Oggi vi parliamo di un formato di pasta sarda che ha origine nel territorio dell'Ogliastra.

Per chi ama la pasta: alla scoperta dei culurgiones sardi

I culurgiones rappresentano un vero punto fermo della tradizione sarda ed affondano le proprie origini nella Sardegna centro-orientale, più precisamente nella subregione dell'Ogliastra.
Si tratta di un tipo di pasta fresca ripiena che ricorda molto il raviolo: i più classici sono a base di patate, pecorino, strutto e menta. Non mancano però altri ripieni che variano a seconda dei diversi territori che troviamo nella regione sarda.
In Gallura ad esempio vi è l'abitudine di aromatizzarli con scorza di agrumi (arancia e limone) e spesso viene utilizzata la ricotta al posto del formaggio.
La loro forma a goccia è unica e riconoscibile grazie alla particolare chiusura a spiga di cereale che li rende inconfondibili: si pensa che il formato possa essere riconducibile ad antichi riti rurali volti al ringraziamento per la fertilità del suolo e per l'estrema necessità dei suoi nobili prodotti. 
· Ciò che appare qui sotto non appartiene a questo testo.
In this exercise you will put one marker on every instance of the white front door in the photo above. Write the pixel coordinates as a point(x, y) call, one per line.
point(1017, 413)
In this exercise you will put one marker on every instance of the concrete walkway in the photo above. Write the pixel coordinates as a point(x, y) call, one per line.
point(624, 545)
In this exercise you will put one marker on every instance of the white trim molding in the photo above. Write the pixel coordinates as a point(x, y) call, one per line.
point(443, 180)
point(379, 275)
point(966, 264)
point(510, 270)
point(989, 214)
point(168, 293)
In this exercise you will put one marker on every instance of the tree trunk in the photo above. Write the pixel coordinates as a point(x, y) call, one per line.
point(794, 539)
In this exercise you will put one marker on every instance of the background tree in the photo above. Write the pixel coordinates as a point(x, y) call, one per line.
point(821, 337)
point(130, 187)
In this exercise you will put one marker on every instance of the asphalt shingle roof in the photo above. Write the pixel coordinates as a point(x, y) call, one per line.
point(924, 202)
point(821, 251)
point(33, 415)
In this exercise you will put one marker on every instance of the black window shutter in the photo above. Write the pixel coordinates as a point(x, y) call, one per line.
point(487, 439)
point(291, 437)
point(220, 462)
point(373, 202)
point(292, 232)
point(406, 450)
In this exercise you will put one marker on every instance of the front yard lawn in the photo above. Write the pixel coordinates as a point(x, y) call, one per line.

Dal mese di gennaio 2015 i "Culurgionis d'Ogliastra" sono stati dichiarati come prodotto IGP ed è dunque stata delineata la zona specifica in cui possono essere prodotti con questo marchio (parliamo di 23 Comuni appartenenti al territorio dell'Ogliastra più Escalaplano, Esterzili e Sadali che appartengono al cagliaritano).
C'è comunque da riconoscere che in linea generale i culurgiones sono preparati, apprezzati e gustati in tutto il territorio sardo.
Storicamente si consumavano in periodi festivi come il giorno della commemorazione dei defunti oppure nel periodo che sanciva la fine della raccolta del grano ed anche in occasione del carnevale. Si può inoltre constatare come i culurgiones si donassero in segno di rispetto e stima perché ritenuti genuini e preziosi.
In questo primo piatto vi è una parte importante di storia culinaria della tradizione sarda. Quando ci si reca in Sardegna sarebbe un peccato non assaggiare certe prelibatezze.